I don't think any of the analogies I list are tangents. I agree I have shifted from abortion, to other rights. I did so to focus on the structure of your argument-by-question (which appears to contain a logical fallacy.)

You seem to be wanting to make an argument by asking a question. The question you pose appears to attempt to show that libertarians thinking abortion should be legal exhibits some logical inconsistency. However, there is no logical inconsistency.


The various analogies I discussed were brought up to mimic the pattern of your question. The obvious answer to the questions ought to show you two things:
1) This idea if someone is a legal person in sense "X", do they get automatically gain unrelated right "Y". No one thinks this position is inconsistent. (Examples include contracts, right to drink, right to vote, right to reside in the country etc.)
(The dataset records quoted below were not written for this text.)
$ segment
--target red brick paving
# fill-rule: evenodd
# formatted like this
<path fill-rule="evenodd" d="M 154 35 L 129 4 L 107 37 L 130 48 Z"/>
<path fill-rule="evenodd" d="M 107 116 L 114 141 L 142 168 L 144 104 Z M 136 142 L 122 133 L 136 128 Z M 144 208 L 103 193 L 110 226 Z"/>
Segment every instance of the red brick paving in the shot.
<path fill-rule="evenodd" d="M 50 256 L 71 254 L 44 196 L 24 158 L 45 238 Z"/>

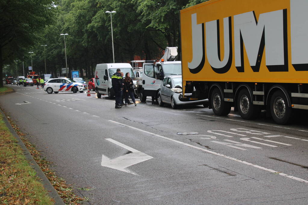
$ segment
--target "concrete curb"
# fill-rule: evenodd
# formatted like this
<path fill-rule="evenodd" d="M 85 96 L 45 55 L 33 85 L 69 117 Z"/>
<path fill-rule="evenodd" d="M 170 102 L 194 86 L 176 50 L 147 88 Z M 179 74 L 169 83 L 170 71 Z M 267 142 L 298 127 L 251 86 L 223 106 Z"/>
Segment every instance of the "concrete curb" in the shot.
<path fill-rule="evenodd" d="M 20 139 L 19 136 L 16 133 L 15 130 L 12 127 L 10 124 L 10 122 L 6 118 L 4 114 L 2 112 L 2 110 L 0 110 L 0 112 L 1 112 L 1 114 L 3 117 L 3 120 L 5 123 L 6 125 L 9 128 L 9 129 L 10 130 L 10 131 L 12 134 L 13 135 L 13 136 L 17 140 L 18 142 L 17 144 L 21 147 L 22 149 L 23 150 L 25 157 L 26 157 L 26 159 L 29 162 L 30 164 L 30 166 L 35 170 L 35 171 L 36 172 L 36 176 L 42 180 L 42 181 L 40 181 L 43 184 L 44 188 L 47 190 L 49 196 L 55 200 L 55 204 L 57 205 L 65 204 L 64 203 L 64 202 L 63 202 L 63 200 L 60 197 L 60 196 L 58 194 L 57 191 L 55 190 L 54 187 L 52 186 L 51 184 L 50 183 L 50 182 L 49 181 L 49 180 L 48 180 L 48 179 L 47 178 L 47 177 L 45 175 L 45 174 L 44 173 L 43 171 L 42 170 L 41 168 L 38 166 L 38 165 L 37 164 L 35 161 L 32 157 L 31 154 L 30 153 L 29 150 L 27 149 L 27 147 L 25 145 L 25 144 L 24 144 L 22 141 Z"/>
2) Any "inconsistency" one might see in (1) above seems to arise only when someone edits out the question in a way that leaves "legal person" ill-defined. So, by editing out the text "in sense X" and asking whether a person should have right "Y", you end up with what amounts to a rather silly question. No one can really answer it because "legal person" has no specific meaning and can't tell us anything about the full collection of rights a person ought to have.

As it happens, by failing to define "legal person", your question (and implied argument) is the sort that leads to the logical fallacy called "equivocation". A good discussion is here:

http://www.fallacyfiles.org/equivoqu.html

"Equivocation is the type of ambiguity which occurs when a single word or phrase is ambiguous, and this ambiguity is not grammatical but lexical. So, when a phrase equivocates, it is not due to grammar, but to the phrase as a whole having two distinct meanings. "

To avoid ambiguity and equivocation, you need to specifically define "legal person" based on some collection of rights. If you do that, I think you'll discover if you specifically define what you mean when you say "legal person" while asking your question, it will either

a) Be obvious you are asking a circular question (as ironman said) or

b) It's perfectly logical for someone (including a libertarian) to think a fetus is a "legal person" by some definition and think abortion is legal.

So, yes. I discussed contracts. But the structure of your argument by question should work for other rights. It doesn't. And the reason it doesn't is that you aren't defining important terms, and the ambiguity in your question results in equivocation.